Однако Каролина не собиралась успокаиваться. Она не хотела мириться с тем, что произошло. Сначала она попросила Байрона
30 ноября Байрон прибыл в «Баттс-отель» на Дувр-стрит и обнаружил, что его финансовые дела находятся в ужасающем состоянии. Клотон продолжал оттягивать обещанную выплату за Ньюстед, но в конце концов согласился выплатить 5000 фунтов, часть из которых пошла на уплату давнишнего долга Скроупу Дэвису. Байрона осаждал Ходжсон, обвиняя своего старого друга в забывчивости и умоляя его немедленно одолжить 500 фунтов. Уладив денежные дела с Мерреем, который переехал с Флит-стрит на Элбермарл-стрит, 50, недалеко от Пикадилли, где и сейчас его потомки продолжают его книгопечатное дело, Байрон за неделю до Рождества вновь направился в Айвуд.
Нелепые выходки Каролины утомили Байрона. «Я начинаю подумывать, что она действительно сумасшедшая, иначе было бы немыслимо сносить все ее выходки», – писал он леди Мельбурн. В Айвуде, по словам Байрона, «все было спокойно и безмятежно: никаких сцен, много музыки, веселье, и каждый день все больше отдалял меня от Каролины». А впереди было еще много приятного. «Мы поговариваем о поездке на Сицилию весной…» В случае неудачи Байрон решил вновь отправиться на Восток с Хобхаусом. Любовь к Востоку была подобна лихорадке, постоянно живущей у него в крови, которая могла вспыхнуть с новой силой при любом воспоминании.
Оглядываясь на год, принесший ему известность, Байрон не мог вспомнить ничего более счастливого, чем дни, проведенные в Айвуде. В последний день года он писал леди Мельбурн, восхваляя свою «Армиду»: «Не стану утомлять вас перечислением всех ее достоинств, скажу лишь, что я ни разу не зевнул за все два месяца, проведенные под ее крышей, – нечто поразительное в моей жизни».
Глава 11
Любовные интриги в обществе вигов
1813
В начале 1813 года жизнь в Айвуде стала еще приятней. В начале января лорд Оксфорд уехал в Лондон, и Байрон две недели провел с леди Оксфорд и ее красивыми детьми. 2 января он отправил через Хобхауса письмо к Хэнсону с просьбой выделить сотню гиней, чтобы заказать портрет своей возлюбленной, и втайне от всех переслать их Меррею. Два дня спустя он писал леди Мельбурн: «Мы живем без ссор и всяких неприятностей, у нас очень мало гостей и никаких жильцов, только книги, музыка и тому подобное». Позднее Байрон вспоминал, что в Айвуде леди Оксфорд сказала ему: «По-моему, весь месяц мы жили как боги Лукреция». И Байрон добавил: «Так и было».
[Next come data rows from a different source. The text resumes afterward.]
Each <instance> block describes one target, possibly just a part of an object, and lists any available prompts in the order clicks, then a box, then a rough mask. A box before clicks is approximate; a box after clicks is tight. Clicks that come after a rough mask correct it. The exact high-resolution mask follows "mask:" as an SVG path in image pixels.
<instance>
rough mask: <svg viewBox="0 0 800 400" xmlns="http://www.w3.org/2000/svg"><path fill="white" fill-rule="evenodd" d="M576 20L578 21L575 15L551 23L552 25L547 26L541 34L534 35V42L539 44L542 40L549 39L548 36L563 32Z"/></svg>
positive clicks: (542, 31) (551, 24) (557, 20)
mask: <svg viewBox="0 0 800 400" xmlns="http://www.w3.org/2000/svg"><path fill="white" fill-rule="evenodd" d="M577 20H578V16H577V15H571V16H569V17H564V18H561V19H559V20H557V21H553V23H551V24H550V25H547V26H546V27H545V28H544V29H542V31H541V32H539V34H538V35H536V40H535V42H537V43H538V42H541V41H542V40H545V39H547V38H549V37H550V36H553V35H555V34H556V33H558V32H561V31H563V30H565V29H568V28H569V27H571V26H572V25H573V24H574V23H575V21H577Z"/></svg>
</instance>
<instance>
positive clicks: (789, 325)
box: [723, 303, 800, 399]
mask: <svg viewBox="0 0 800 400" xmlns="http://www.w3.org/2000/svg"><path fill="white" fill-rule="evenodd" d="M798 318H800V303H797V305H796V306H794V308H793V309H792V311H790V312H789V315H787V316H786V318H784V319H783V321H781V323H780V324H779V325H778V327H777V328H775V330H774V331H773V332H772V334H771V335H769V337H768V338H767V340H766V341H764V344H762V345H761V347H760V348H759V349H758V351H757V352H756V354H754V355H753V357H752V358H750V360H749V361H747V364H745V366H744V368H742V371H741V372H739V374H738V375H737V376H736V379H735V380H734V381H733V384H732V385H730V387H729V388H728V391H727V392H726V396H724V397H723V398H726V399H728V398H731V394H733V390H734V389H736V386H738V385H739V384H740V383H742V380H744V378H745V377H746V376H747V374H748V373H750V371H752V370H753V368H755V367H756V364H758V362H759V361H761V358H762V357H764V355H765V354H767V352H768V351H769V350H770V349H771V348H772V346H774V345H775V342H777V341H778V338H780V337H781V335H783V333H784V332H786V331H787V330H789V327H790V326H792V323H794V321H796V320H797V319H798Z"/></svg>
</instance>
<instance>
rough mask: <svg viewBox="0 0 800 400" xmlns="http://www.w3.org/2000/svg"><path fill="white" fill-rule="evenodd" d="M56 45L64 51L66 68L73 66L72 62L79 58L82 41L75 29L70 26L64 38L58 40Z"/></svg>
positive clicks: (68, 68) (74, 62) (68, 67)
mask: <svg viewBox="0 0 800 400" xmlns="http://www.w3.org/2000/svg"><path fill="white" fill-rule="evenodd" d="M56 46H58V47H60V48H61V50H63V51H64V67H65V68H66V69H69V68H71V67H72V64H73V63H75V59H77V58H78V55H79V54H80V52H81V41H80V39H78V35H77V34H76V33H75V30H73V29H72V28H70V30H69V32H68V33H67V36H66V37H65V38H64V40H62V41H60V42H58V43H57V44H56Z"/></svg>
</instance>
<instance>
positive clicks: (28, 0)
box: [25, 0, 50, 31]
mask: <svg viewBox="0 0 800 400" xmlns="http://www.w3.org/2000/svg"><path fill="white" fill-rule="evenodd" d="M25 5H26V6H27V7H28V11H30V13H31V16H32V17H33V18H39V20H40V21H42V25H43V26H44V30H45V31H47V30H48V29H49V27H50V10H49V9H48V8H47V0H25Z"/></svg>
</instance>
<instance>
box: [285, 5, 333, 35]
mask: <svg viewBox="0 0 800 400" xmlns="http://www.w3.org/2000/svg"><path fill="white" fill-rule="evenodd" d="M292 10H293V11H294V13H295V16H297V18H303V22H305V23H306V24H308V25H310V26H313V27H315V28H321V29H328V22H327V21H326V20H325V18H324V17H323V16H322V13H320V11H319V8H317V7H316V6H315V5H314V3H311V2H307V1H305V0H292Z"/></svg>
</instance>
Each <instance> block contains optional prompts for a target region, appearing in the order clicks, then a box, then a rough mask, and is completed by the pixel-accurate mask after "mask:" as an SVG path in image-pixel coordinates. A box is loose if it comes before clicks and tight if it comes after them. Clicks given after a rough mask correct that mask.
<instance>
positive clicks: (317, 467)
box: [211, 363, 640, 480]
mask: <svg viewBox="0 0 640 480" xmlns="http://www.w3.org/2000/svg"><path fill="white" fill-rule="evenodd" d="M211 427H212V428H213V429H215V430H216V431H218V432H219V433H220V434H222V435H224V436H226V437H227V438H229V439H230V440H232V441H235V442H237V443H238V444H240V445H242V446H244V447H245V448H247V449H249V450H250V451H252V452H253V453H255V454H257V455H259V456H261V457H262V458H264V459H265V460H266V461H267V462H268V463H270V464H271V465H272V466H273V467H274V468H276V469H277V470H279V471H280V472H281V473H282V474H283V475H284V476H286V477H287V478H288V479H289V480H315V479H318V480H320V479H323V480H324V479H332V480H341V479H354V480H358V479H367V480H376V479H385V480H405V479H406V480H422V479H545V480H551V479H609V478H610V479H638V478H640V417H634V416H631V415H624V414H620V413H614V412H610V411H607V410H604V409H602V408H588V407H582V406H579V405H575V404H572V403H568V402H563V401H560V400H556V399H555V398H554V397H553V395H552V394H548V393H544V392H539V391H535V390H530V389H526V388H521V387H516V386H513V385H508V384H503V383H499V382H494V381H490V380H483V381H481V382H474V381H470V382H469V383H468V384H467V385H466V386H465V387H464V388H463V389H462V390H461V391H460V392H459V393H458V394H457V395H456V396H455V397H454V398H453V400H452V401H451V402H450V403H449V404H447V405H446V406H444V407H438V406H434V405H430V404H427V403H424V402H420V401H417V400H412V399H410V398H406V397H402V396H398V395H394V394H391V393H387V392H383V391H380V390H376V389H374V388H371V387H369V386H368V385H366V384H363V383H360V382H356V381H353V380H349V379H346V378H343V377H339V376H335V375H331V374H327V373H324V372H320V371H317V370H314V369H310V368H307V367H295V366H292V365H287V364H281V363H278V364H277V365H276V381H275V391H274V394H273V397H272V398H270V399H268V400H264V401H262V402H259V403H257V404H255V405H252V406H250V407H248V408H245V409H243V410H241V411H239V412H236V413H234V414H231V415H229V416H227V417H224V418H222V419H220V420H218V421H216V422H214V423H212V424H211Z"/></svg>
Тем не менее мирное существование в Айвуде нередко нарушалось весьма беспокойным образом. Каролина Лэм была серьезно настроена заставить Байрона заплатить за пренебрежение к своей особе. Он перестал ей писать, однако это не остановило поток ее красноречия. Каролина сообщила, что на пуговицах своей пажеской ливреи выгравировала слова «Не верь Байрону». Кроме того, она подделала письмо Байрона, чтобы получить от Меррея портрет своего бывшего возлюбленного, который, в свою очередь, заказала леди Оксфорд.